Hotpatch Package Structure

Applies To: Windows Server 2003, Windows Server 2003 R2, Windows Server 2003 with SP1, Windows Server 2003 with SP2

A hotpatch package contains hotpatch and coldpatch binary files for the operating system update.

• The hotpatch binary file contains only the function necessary to address the critical operating system flaw.

• The coldpatch contains the old binary file with the fixed function appended to it and an instruction to jump from the flawed function to the fixed function. Redirecting to the new function ensures that the defective processes in memory are fixed by patching the old function.

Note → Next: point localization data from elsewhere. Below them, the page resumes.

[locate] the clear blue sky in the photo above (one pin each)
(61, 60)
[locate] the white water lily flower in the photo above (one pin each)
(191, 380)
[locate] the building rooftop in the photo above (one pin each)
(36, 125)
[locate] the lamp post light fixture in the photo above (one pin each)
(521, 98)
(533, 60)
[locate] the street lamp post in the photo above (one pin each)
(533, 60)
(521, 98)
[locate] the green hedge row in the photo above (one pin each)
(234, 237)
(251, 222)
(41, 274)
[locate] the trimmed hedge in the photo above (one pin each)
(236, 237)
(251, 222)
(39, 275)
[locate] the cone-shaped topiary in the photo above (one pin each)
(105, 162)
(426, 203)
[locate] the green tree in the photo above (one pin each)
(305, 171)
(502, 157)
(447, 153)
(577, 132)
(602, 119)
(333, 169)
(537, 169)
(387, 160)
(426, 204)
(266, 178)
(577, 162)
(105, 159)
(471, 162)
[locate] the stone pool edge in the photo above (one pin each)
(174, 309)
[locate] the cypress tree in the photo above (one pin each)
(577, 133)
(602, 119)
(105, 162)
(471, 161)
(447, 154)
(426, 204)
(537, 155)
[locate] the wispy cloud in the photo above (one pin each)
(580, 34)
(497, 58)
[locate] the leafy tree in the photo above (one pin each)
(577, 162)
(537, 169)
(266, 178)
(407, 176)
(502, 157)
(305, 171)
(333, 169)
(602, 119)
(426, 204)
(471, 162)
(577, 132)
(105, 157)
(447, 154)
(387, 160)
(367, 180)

Hotpatch and coldpatch binary files are produced by the hotpatch creation tool, as shown in Figure 1.

Figure 1 shows that the hotpatch binary file contains one changed function (Function A’) and that the coldpatch is composed of the old binary file with the appended new function. When a hotpatch package is installed, it:

• Replaces the old binary file on disk with the coldpatch binary file.

• Injects the updated function (as a hotpatch binary file) into the loaded image of the defective binary file.

• Inserts a jump instruction above the defective function to redirect all subsequent calls to the updated function.

Hotpatch application addresses currently running instances of the critical flaws, and the complementing coldpatch secures the new instances of the process and persists the patch beyond reboot. Thus, any process that starts after applying the update will be fixed because the operating system will load the coldpatch binary file. This coldpatch format allows similar representations of the new function on disk and in memory.

The package containing a hotpatch-enabled fix will have two binary files related to the file being serviced. The hotpatch file contains the “.hp” appendix.